Which is not to say that Waterfall projects always result in poorly designed code. It is possible to build well-designed code with Waterfall. Agile explicitly recognizes the value of clean code and allocates time for correcting design errors. Waterfall, in contrast, has its multiple phases (analysis, design, coding, testing, and deployment) with the assumption that working code is clean code -- or code of acceptable quality.
I have seen (and participated in) a number of Waterfall projects, and the prevailing attitude is that code improvements can always be made later, "as time allows". The problem is that time never allows.
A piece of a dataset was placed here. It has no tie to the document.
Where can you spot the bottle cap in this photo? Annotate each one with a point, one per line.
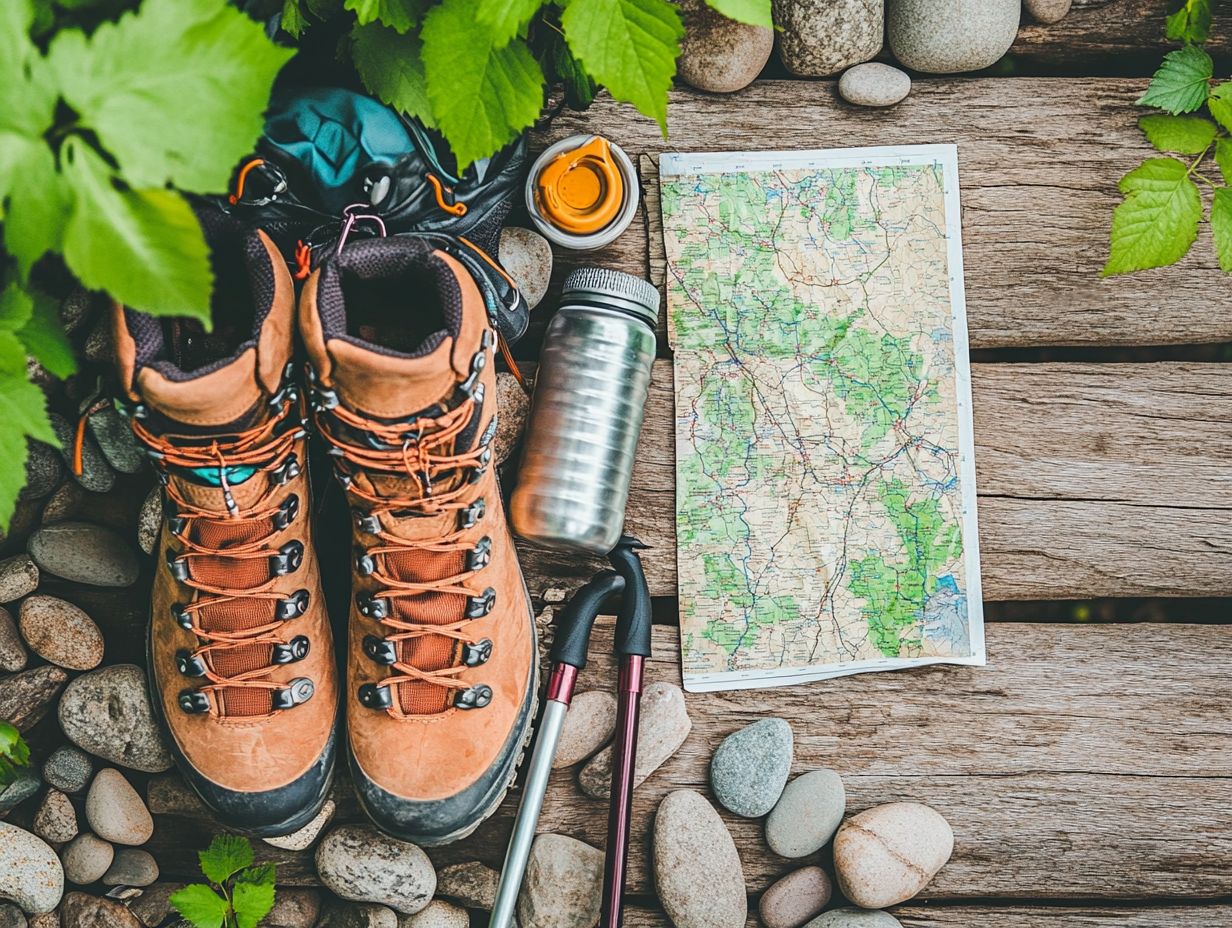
(615, 288)
(582, 192)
Many project managers have the mindset that developers should be working on features with "business value". Typically these changes fall into one of three categories: feature to increase revenue, features to reduce costs, and defect corrections. The mindset also considers any effort outside of those areas to be not adding value to the business and therefore not worthy of attention.
Improving code quality is an investment in the future. It is positioning the code to handle changes -- in requirements or staff or technology -- and reducing the effort and cost of those changes. In this light, Agile is looking to the future, and waterfall is looking to the past (or perhaps only the current release).
Thursday, May 5, 2016
Where have all the operating systems gone?
(It's been said that DEC became a computer company by accident. They really wanted to write operating systems, but they needed processors to run the them and compilers and editors to give them something to do, so they ended up building everything. It's a reasonable theory, given the number of operating systems they produced.)
In the 1970s CP/M was an attempt at an operating system for different hardware platforms. It wasn't the first; Unix was designed for multiple platforms prior. It wasn't the only one; the UCSD p-System used a virtual processor quite like the virtual machine in the Java JVM and ran on various hardware.
Today we also see lots of operating systems. Commonly used ones include Windows, Linux, Mac OS, iOS, Android, Chrome OS, and even watchOS. But are they really different?
Android and Chrome OS are really variants on Linux. Linux itself is a clone of Unix. Mac OS is derived from NetBSD which in turn is derived from the Berkeley System Distribution of Unix. iOS and watchOS are, according to Wikipedia, "Unix-like", and I assume that they are slim versions of NetBSD with added components.
Which means that our list of commonly-used operating systems becomes:
- Windows
- Unix
That's a rather small list. (I'm excluding the operating systems used for special purposes, such as embedded systems in automobiles or machinery or network routers.)
I'm not sure that this reduction in operating systems, this approach to a monoculture, is a good thing. Nor am I convinced that it is a bad thing. After all, a common operating system (or two commonly-used operating systems) means that lots of people know how they work. It means that software written for one variant can be easily ported to another variant.
I do feel some sadness at the loss of the variety of earlier years. The early days of microcomputers saw wide variations of operating systems, a kind of Cambrian explosion of ideas and implementations. Different vendors offered different ideas, in hardware and software. The industry had a different feel from today's world of uniform PCs and standard Windows installations. (The variances between versions of Windows, or even between the distros of Linux, and much smaller than the differences between a Data General minicomputer and a DEC minicomputer.)